Belfast Telegraph

Plan 'would not help sex workers'

Lord Morrow holds the Human Trafficking and Prostitution Bill outside Stormont
Lord Morrow holds the Human Trafficking and Prostitution Bill outside Stormont

Criminalising the purchase of sex in Northern Ireland would not reduce trafficking, new research has claimed.

The controversial proposal, which is up for debate at Stormont next week, could also put sex workers in greater danger, is unlikely to deter customers and would be almost impossible to police, according to the study.
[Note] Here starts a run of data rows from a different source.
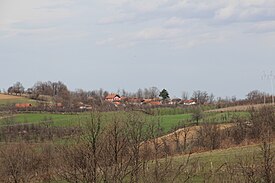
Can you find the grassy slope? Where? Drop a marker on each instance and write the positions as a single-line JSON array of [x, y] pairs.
[[167, 122], [212, 161], [10, 99]]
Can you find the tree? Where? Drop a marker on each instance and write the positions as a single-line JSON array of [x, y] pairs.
[[201, 96], [164, 94], [17, 88], [185, 95], [197, 115]]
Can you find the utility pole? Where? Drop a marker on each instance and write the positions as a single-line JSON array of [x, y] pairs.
[[270, 77]]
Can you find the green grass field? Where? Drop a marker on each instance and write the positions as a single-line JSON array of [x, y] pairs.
[[167, 122]]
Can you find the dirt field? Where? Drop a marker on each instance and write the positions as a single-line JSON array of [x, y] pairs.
[[8, 97], [179, 136]]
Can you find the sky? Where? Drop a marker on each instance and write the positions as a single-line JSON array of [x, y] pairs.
[[223, 47]]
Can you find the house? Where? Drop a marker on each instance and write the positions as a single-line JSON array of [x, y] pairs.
[[189, 102], [135, 101], [24, 105], [113, 98], [175, 101]]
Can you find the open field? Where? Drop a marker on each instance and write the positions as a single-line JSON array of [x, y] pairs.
[[239, 108], [167, 122], [11, 99]]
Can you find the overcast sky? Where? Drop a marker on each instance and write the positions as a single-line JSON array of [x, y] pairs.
[[221, 46]]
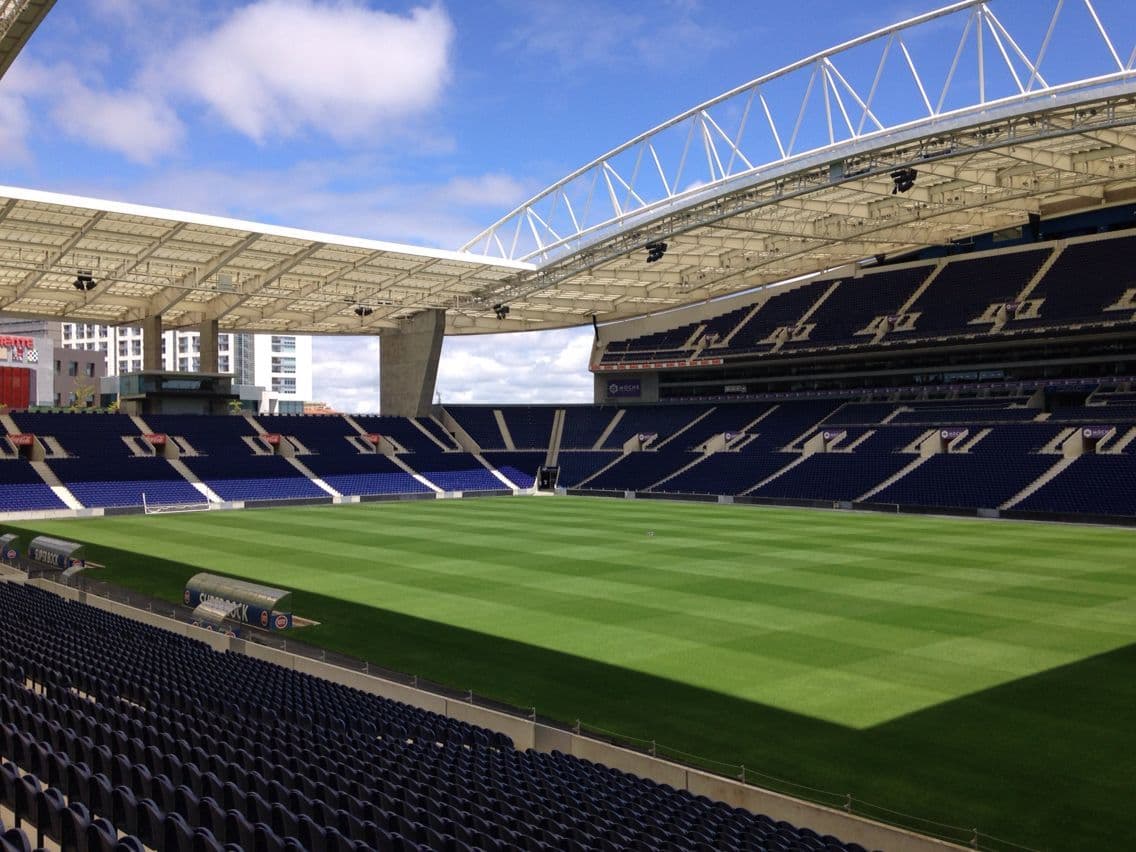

The survey, the first of its kind by Queen's University, questioned 171 Northern Ireland-based sex workers and 446 of their clients.

Researchers found:

:: 85% of sex workers believed outlawing the purchase of sex would not reduce sex trafficking;

:: Only 2% of prostitutes supported criminalising the purchase of sex;

:: 61% of sex workers thought changing the law would make them less safe;

:: Only 16% of clients said a change to the law would make them stop paying for sex.

The report estimates that between 300 and 500 prostitutes work in Northern Ireland on a daily basis - 2% of whom were coerced into the sex trade.

Most are women from Eastern Europe but there are also prostitutes from France, Spain, Italy and Brazil as well as some African nations and Latin America.

The majority of prostitutes operate out of rented apartments or hotel rooms advertising their services through the internet and about 15% said they worked with or had previously worked for a third party, such as an agency or brothel owner.

There are only 20 women who work the streets and all are based in Belfast or Londonderry.

The average age of a sex worker in Northern Ireland is 30 but 1.5% are under 16 and a further 2.3% are aged between 17 and 18.

There are also a small number of women prostitutes (0.6%) over 60 and researchers said there was anecdotal evidence of at least one street-based sex worker aged 70.

Under current legislation it is not a criminal offence to buy sex if the person has not been forced into the sex industry. It is up the purchaser to know whether or not the prostitute has been coerced.

Offences such as kerb-crawling, brothel-keeping and human trafficking are covered under the criminal law.

The report estimates that 17,000 men in Northern Ireland pay for sex each year - 3% of the adult male population - with most (85%) using the internet to avail of the services.

Of those questioned, only 6% said they had bought sex in a brothel.

Academic Susann Huschke, who was part of the QUB research team, said: "A very small minority (of sex workers) thought that criminalising clients was a good idea.

"They feel it is going to make their life less safe, it is going to affect them negatively in the way they live and work; it's not going to achieve what it is meant to achieve which is to reduce demand and reduce prostitution and reduce trafficking.

"Some actually said it might increase the involvement of organised crime gangs and anybody trying to make money out of sex workers because it is going to drive it more underground which then makes them more vulnerable to being exploited by third parties."

The proposal to outlaw paying for sex is among 19 clauses in the Human Trafficking and Exploitation Bill being brought before the Assembly by the DUP's Lord Morrow.

It is aimed at updating Northern Ireland's laws on trafficking and prostitution.

Justice Minister David Ford, whose department commissioned the research, said: " The research has established that the framework of prostitution in Northern Ireland is more complex and diverse than the picture generally painted.

"I have however, seen no evidence to suggest that the change proposed by Lord Morrow would reduce the incidence of trafficking. Indeed the report contains evidence to suggest that criminalising the purchase of sex, as a single clause in this Bill, may create further risk and hardship for those individuals, particularly women, involved in prostitution."

In a statement the DUP described the research as "deeply flawed".

"It is not clear why, the department should have spent public money on such a flawed research project when it is so clear that academic opinion is deeply divided on criminalising paying for sex, as much on ideological grounds as any empirical analysis," the party said.